Ce nouvel entretien professionnel est une illustration supplémentaire de la volonté de mutation de la fonction publique statutaire ou de carrière vers une fonction publique davantage axée vers le métier et les compétences.

Dans un contexte de transformation de la fonction publique et plus profondément de la société en elle-même où les métiers et les aspirations personnelles sont en pleine évolution, l’entretien professionnel devient un véritable outil au service de la construction du parcours professionnel de l’agent.
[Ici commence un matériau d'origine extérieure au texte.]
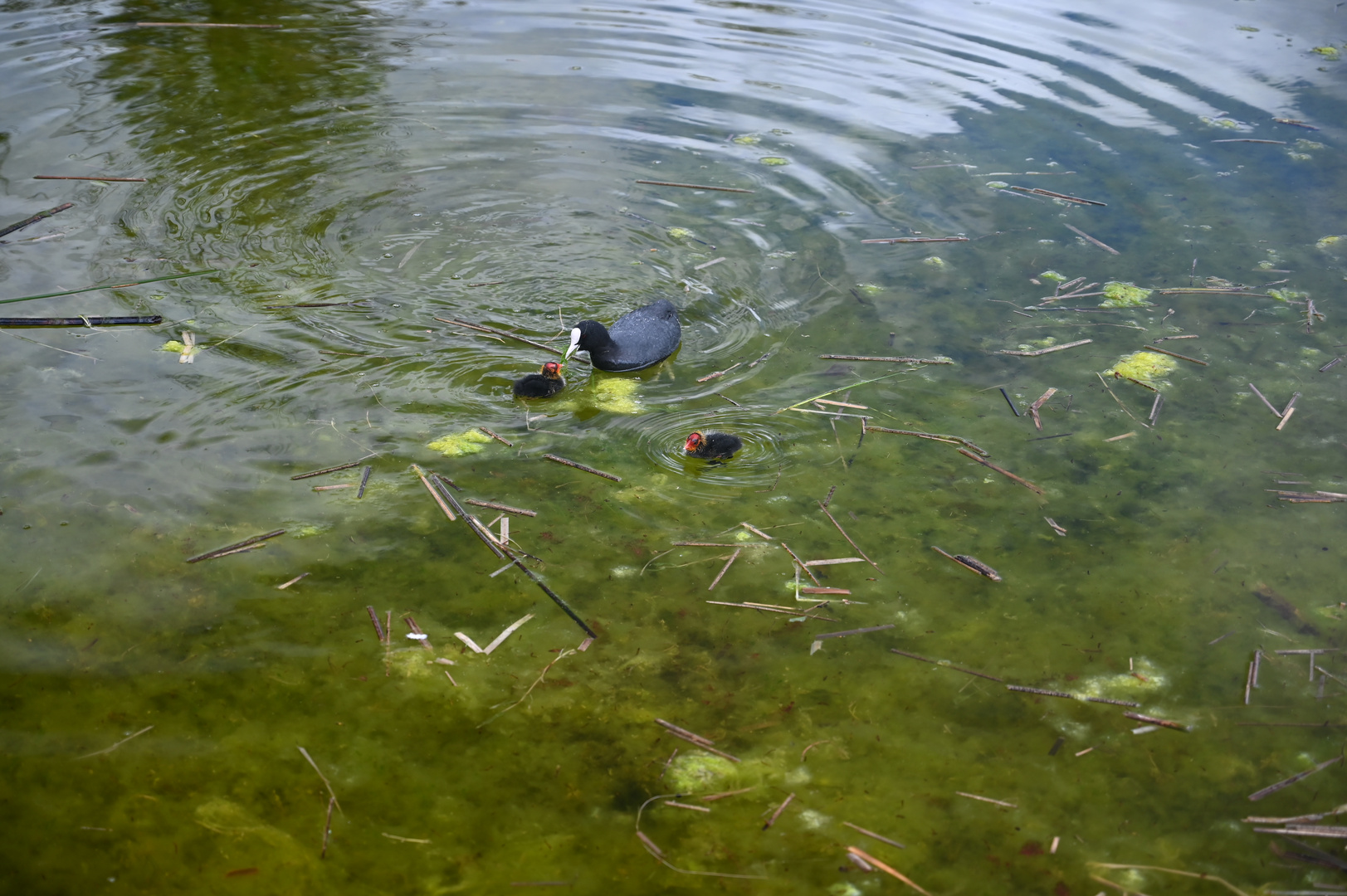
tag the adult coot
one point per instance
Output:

Il doit lui permettre d’exercer au mieux son métier, de faire évoluer ses compétences, de valoriser son potentiel, de diversifier son parcours et ainsi de mieux trouver sa place au sein du service public hospitalier.

Pour l’établissement, ce nouvel entretien professionnel, détaché de la note, doit être appréhendé comme un outil de gestion des ressources humaines, à la fois technique et relationnel, en appui du nouveau management qu’ambitionne d’installer la loi de transformation de la fonction publique du 6 août dernier au travers des Lignes Directrices de Gestion, de la transformation de l’avancement et du nouvel exercice du dialogue social.
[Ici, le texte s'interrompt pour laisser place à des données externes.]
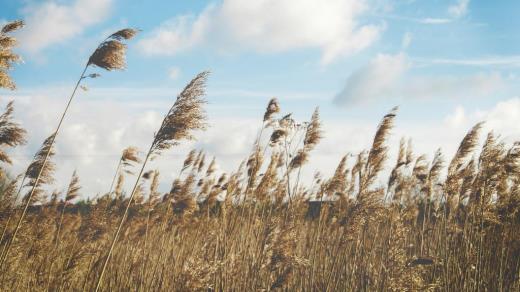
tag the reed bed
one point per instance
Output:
(439, 225)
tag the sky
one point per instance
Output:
(447, 64)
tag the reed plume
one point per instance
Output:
(7, 56)
(185, 116)
(109, 55)
(11, 133)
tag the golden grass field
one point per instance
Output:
(449, 224)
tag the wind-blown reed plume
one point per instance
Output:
(190, 158)
(264, 188)
(72, 193)
(201, 164)
(466, 147)
(129, 156)
(456, 169)
(185, 116)
(109, 55)
(73, 189)
(40, 172)
(401, 160)
(212, 167)
(7, 57)
(338, 183)
(11, 133)
(313, 136)
(272, 108)
(378, 152)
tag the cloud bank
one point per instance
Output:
(269, 26)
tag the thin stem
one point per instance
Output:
(4, 257)
(115, 176)
(118, 231)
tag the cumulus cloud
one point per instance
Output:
(430, 20)
(174, 73)
(52, 22)
(269, 26)
(93, 148)
(407, 40)
(388, 76)
(459, 9)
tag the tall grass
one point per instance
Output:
(262, 227)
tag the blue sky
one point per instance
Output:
(447, 64)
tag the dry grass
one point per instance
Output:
(260, 227)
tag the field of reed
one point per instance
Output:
(445, 224)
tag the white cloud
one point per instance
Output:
(502, 61)
(269, 26)
(387, 77)
(88, 145)
(51, 22)
(407, 40)
(459, 9)
(435, 20)
(374, 80)
(174, 73)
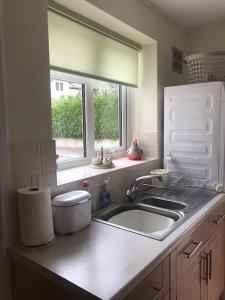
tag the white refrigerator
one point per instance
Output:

C’est en tout cas l’objectif poursuivi par ce nouveau dispositif mais pour réussir pleinement cet exercice, le défi sera pour les établissements d’appréhender cette transformation, de s’approprier pleinement cet outil en ne reproduisant pas les mécanismes de la notation et en réinterrogeant les procédures et la démarche.

Tout l’enjeu est de redonner du sens à l’entretien annuel, de le remettre au centre de la relation managériale et du parcours de l’agent afin de lui d’instaurer davantage de reconnaissance et de motivation au bénéfice d’une fonction publique transformée.